I was looking for the mutation data through TCGA portal using TCGAbiolinks and I have realized that sample size are not the same.
for instance TCGA-OV case TCGA data portal shows 419 cases, however TCGAbiolinks shows 462 samples. File counts are the same for both it is 482.
so why it is different?
this my query in TCGA data portal:
cases.project.project_id in ["TCGA-OV"] and files.analysis.workflow_type in ["Aliquot Ensemble Somatic Variant Merging and Masking"] and files.data_category in ["Simple Nucleotide Variation"] and files.data_type in ["Masked Somatic Mutation"]
this is same query in the TCGAbiolinks package:
#query
query <- GDCquery(
project = "TCGA-OV",
data.category = "Simple Nucleotide Variation",
access = "open",
data.type = "Masked Somatic Mutation",
workflow.type = "Aliquot Ensemble Somatic Variant Merging and Masking"
)
#download & read
GDCdownload(query)
maf <- GDCprepare(query)
mafr = maftools::read.maf(maf)
mutations = mafSummary(mafr)
print(as.numeric(mafr@summary[mafr@summary$ID=="Samples"]$summary))

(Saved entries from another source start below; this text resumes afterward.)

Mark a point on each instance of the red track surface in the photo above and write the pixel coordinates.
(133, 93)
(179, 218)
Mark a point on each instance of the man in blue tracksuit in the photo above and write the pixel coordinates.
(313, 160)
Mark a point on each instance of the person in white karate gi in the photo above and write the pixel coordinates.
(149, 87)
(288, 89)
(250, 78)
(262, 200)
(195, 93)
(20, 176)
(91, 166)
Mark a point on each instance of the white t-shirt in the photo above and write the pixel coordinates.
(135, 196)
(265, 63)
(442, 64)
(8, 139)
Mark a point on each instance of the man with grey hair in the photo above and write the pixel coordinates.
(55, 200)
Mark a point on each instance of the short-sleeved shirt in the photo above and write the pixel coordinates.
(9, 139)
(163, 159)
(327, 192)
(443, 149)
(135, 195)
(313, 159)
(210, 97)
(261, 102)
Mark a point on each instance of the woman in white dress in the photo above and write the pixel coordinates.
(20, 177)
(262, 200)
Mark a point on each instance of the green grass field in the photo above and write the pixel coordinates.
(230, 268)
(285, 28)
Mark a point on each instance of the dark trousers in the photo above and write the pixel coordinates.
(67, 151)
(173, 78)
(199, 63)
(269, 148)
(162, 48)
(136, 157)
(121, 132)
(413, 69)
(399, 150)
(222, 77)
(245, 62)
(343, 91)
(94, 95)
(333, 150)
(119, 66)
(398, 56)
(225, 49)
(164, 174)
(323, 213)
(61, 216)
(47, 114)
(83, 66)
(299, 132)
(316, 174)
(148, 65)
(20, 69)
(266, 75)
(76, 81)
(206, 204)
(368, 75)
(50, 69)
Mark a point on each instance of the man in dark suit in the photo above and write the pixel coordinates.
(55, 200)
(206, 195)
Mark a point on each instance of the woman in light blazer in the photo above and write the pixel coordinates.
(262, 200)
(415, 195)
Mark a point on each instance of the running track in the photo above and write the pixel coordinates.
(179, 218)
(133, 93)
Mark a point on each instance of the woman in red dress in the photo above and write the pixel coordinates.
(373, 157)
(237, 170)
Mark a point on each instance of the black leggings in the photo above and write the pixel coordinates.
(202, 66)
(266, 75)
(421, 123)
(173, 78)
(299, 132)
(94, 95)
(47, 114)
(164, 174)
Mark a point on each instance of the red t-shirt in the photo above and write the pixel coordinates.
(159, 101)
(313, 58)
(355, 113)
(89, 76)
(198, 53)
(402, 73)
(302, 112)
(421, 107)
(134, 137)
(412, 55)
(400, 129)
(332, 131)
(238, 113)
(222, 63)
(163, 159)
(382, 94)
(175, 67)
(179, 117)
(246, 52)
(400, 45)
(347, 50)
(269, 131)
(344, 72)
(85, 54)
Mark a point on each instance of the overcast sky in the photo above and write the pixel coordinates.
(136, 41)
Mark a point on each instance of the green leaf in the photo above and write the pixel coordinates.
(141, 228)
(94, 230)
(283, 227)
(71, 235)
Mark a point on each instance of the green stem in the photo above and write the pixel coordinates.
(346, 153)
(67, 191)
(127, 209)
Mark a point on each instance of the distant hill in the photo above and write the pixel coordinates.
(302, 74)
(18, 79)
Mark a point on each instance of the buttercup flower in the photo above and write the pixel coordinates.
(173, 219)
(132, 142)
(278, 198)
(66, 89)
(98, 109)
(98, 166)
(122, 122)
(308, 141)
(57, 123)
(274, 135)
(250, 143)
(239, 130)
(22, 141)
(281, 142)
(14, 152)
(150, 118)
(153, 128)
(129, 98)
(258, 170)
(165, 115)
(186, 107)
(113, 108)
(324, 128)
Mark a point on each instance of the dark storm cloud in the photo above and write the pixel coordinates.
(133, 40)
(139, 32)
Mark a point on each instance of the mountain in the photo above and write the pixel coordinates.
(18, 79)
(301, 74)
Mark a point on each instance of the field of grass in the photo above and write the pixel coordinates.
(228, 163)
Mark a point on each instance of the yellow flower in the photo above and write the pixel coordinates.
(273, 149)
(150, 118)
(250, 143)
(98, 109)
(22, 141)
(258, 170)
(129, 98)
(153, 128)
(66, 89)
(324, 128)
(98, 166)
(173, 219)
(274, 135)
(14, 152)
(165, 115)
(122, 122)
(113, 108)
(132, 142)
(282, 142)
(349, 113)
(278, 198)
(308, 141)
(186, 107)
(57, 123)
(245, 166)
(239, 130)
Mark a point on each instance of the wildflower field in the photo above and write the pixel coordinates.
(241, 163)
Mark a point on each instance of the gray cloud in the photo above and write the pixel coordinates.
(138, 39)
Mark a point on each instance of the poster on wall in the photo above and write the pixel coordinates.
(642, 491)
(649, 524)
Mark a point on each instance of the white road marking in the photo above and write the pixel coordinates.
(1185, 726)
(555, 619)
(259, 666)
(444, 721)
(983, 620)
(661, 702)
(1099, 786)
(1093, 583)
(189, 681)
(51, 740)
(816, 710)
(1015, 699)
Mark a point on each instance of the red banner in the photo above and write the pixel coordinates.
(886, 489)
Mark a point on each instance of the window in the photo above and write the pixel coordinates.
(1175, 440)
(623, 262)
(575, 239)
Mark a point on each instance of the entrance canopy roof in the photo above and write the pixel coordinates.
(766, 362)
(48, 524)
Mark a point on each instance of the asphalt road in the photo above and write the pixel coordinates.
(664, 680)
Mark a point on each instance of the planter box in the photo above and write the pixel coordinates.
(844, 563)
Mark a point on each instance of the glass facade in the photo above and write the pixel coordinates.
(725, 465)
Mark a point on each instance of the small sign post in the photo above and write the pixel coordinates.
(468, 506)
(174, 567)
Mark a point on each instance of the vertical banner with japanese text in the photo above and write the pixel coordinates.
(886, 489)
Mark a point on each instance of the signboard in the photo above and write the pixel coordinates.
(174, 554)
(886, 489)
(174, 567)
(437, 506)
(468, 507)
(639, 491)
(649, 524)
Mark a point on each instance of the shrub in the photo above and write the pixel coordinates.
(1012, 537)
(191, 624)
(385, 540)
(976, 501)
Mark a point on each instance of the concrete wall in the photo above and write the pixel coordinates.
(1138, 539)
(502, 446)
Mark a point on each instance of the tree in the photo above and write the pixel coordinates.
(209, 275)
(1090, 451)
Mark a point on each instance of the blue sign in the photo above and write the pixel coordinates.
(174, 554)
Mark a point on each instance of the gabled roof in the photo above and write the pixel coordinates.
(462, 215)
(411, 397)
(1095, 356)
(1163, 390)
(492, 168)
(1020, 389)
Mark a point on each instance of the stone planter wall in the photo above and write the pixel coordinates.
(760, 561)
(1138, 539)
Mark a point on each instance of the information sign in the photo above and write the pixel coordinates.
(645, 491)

You're comparing samples to cases. Can you check aliquot counts in both cases?
I thought 482 files = aliquots, isn't it like that? Or in another way to ask how can I find the sample number of given TCGA query in the portal? this is the query link TCGA-OV
I'm not entirely sure that num_files would equal num_aliquots. Please try and dig deeper to check if that's the case. I apologize, but I don't have the time to do a TCGA deep dive right now.